Por Márcia S. de Souza

Mesmo na dureza do dia-a-dia existem ainda existem cenas que nos chocam, hoje vi uma dessas.

Estava caminhando para o trabalho quando vi um homem, devia ter uns trinta anos, agachado comendo os restos de comida de um saco de lixo. Sem olhar para o lado, sem olhar sequer para o que era, ele devorara como se aquela comida fosse a melhor do mundo e para ele era a única que lhe era permitida. Transeuntes olhavam para aquele homem e não o via, não enxergavam a agonia daquela criatura, talvez esses envolvidos em suas próprias misérias, em suas próprias tragédias.
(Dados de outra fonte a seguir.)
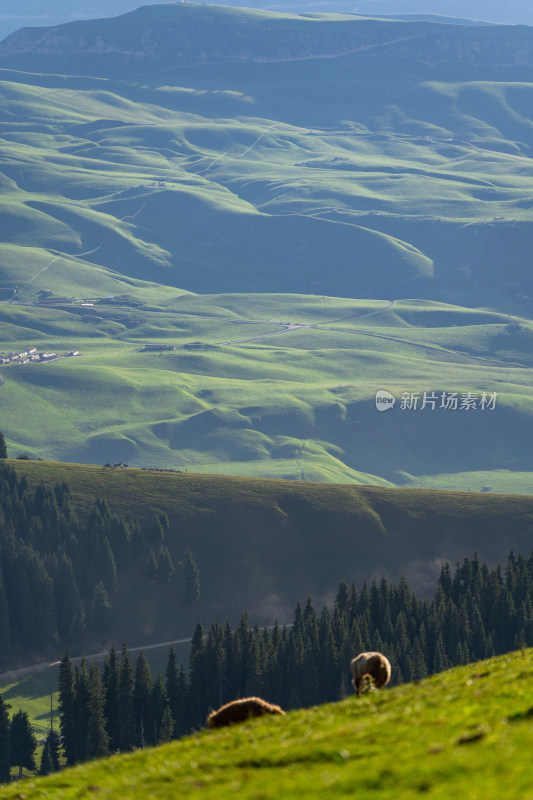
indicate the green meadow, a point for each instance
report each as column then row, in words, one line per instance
column 384, row 211
column 466, row 731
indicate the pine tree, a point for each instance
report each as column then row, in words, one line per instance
column 158, row 703
column 100, row 609
column 191, row 576
column 67, row 709
column 111, row 710
column 141, row 699
column 5, row 628
column 150, row 569
column 97, row 737
column 197, row 696
column 81, row 705
column 5, row 742
column 440, row 660
column 23, row 742
column 53, row 744
column 46, row 764
column 171, row 683
column 167, row 726
column 165, row 566
column 126, row 712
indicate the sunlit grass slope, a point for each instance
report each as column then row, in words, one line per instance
column 466, row 732
column 242, row 393
column 208, row 207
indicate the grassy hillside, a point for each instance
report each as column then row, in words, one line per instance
column 208, row 208
column 467, row 731
column 260, row 530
Passei o dia inteiro pensando naquilo, naquele homem, naquela fome. Existem muitos tipos de fome, a fome de saúde, a fome de cultura, a fome de amor, a fome de viver, mas assim como aquele homem também me sinto mendigo. Nossos governantes poderiam, pelo menos, tentar matar nossa fome. O básico: saúde, educação, saneamento básico.
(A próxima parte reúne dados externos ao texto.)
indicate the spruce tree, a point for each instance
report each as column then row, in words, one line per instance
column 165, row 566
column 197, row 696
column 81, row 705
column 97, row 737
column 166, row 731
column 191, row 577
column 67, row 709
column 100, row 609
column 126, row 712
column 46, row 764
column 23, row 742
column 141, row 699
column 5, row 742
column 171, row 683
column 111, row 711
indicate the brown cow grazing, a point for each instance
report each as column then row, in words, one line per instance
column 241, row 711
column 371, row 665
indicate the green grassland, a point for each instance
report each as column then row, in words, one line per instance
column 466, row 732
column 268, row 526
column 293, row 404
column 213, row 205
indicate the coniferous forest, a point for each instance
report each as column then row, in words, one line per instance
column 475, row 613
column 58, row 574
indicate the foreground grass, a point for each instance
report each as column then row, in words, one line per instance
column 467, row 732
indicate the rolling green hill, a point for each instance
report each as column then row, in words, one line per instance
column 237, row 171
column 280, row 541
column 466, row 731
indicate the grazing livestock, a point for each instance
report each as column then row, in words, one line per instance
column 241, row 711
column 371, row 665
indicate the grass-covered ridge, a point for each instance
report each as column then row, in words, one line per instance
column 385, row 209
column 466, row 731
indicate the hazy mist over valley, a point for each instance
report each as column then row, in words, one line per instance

O descaso por nós é tão grande que nada mais parece comover essas pessoas, que são eleitas por nós e que por nós nada fazem. A nós cabe a desculpa de falta de tempo, falta sim vontade de nos mobilizarmos e não continuarmos imobilizados, para podermos ter certeza de que amanhã não sejamos nós a revirarmos o lixo. Precisamos sair do nosso mundinho, um mundinho totalmente autista, um mundo só nosso. Caso contrário seremos eternamente famintos.